専門学校の授業の一環として、語学研修の体験というものがあり、米国シアトルでの三週間のホームステイプログラムに参加することができました。私も初めての米国、両親にお願いして行かせてもらいました。初飛行機、アメリカンエアライン。
機内にはすでにアメリカの空気が漂っていました。期待と興奮でいっぱいにいなり、ろくに機内で眠れませんでした。
現地に到着し、入国審査を終えました。空港の中は、地下鉄の駅のようにもなったおり、空港の別地点に移動するときの様子は、さながら未来都市のような感じだったと記憶しています。

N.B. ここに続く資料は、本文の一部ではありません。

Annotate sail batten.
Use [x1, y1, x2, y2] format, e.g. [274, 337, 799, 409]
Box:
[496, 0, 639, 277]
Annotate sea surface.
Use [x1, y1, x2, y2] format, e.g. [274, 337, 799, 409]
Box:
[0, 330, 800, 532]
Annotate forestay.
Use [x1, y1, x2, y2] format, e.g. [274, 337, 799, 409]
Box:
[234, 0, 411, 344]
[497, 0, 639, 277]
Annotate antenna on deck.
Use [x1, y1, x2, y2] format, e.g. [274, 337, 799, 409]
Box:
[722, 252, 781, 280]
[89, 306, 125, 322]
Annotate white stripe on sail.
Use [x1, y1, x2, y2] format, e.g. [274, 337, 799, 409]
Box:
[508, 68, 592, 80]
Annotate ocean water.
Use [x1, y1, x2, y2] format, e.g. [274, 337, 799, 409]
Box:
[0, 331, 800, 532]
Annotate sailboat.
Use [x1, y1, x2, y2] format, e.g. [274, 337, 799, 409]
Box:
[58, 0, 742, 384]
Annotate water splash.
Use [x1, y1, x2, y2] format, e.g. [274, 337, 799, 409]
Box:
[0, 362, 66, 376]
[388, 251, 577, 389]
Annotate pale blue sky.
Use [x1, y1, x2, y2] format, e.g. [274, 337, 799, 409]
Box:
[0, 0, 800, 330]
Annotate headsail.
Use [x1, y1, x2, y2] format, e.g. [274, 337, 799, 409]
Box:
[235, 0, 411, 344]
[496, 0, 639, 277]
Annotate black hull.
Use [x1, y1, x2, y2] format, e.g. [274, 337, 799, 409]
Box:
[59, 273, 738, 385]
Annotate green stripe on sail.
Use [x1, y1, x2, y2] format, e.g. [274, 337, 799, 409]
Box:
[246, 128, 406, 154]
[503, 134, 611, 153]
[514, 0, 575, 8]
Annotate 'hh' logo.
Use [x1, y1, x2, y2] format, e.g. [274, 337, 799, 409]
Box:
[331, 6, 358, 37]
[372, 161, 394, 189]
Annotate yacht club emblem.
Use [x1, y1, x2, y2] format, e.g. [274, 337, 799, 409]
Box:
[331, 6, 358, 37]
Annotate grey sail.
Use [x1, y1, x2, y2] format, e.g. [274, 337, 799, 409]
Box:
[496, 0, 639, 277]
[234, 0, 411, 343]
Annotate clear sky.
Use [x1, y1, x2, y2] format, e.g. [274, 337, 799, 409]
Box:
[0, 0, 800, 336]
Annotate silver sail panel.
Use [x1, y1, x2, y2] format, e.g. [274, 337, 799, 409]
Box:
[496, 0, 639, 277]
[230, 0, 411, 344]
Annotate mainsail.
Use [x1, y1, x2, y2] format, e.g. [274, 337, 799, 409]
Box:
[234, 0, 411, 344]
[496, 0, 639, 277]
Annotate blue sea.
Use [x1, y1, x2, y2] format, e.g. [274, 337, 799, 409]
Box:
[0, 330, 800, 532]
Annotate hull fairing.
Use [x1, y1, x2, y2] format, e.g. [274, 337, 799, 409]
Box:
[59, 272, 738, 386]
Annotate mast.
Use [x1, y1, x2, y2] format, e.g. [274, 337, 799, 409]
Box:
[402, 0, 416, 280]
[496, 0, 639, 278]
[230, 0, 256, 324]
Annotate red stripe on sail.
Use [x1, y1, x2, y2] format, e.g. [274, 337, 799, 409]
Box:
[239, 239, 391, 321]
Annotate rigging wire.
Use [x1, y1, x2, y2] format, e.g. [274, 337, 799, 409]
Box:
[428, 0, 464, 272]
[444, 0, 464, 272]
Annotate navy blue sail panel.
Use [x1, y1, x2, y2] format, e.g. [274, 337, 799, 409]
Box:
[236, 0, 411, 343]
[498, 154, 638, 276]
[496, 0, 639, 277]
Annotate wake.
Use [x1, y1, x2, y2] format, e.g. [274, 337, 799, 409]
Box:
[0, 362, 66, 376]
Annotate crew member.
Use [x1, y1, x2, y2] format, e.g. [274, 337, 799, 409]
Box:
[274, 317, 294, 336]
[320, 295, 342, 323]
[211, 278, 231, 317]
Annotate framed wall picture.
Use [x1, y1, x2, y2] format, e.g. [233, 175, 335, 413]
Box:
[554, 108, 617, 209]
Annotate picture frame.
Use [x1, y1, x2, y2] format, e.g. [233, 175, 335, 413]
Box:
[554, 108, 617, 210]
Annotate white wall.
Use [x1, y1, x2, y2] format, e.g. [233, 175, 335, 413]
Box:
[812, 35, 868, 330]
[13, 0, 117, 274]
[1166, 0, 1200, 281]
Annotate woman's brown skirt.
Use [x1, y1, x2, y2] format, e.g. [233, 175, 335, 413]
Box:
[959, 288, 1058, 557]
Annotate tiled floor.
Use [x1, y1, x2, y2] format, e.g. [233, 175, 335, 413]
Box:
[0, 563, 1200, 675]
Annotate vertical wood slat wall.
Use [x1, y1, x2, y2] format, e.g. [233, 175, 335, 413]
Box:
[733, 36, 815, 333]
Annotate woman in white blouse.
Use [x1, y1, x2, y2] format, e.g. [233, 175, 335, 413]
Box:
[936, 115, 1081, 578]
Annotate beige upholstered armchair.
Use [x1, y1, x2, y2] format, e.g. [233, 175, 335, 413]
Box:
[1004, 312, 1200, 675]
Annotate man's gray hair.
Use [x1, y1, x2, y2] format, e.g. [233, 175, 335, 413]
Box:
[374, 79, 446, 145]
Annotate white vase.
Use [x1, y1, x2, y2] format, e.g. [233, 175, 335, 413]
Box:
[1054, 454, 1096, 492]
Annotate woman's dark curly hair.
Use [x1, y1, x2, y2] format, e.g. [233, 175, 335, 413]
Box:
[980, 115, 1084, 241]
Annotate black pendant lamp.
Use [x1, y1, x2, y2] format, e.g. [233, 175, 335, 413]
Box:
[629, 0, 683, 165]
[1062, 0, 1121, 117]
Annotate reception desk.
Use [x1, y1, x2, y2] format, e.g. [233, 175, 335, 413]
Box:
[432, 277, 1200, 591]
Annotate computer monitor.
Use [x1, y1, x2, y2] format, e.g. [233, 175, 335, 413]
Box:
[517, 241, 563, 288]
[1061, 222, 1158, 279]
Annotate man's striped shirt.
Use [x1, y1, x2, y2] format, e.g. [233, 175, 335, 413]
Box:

空港の外に大きな観光バスが待機しており、私たち学生は目をきょろきょろさせながら乗車しました。 大きなバスが滑るようにスタート。道も日本と比較にならないほど道幅が広く、どこまでもまっすぐに伸びていました。あれれ、そうか、道も日本と逆で右側通行なんですね。
ホームステイ先のある、地域の教会の駐車場に到着。そして、初めて、ステイ先のホストマザーと対面しました。ジェフリーさん。大柄で、メガネをかけた優しそうなご婦人です。普段看護婦さんをしているそうな。 
挨拶をし、みんな解散して、それぞれの家に行きました。
庭が広く、広々としたつくりの家、半地下に食料や雑貨の貯蔵庫のスペースがあり、それこそドラマで観たような、ザ・アメリカという感じでした。
じきに、その家の娘さん、ドナが帰宅しました。私より2つ上のお姉さん。大学生で近所の男の子のベビーシッティングをしており、その日も彼を連れてきました。
デレク。金髪碧眼の、天使の様に愛らしい男の子で。4歳くらいだったかな。その日から、私に興味津々で私のそばを離れませんでした。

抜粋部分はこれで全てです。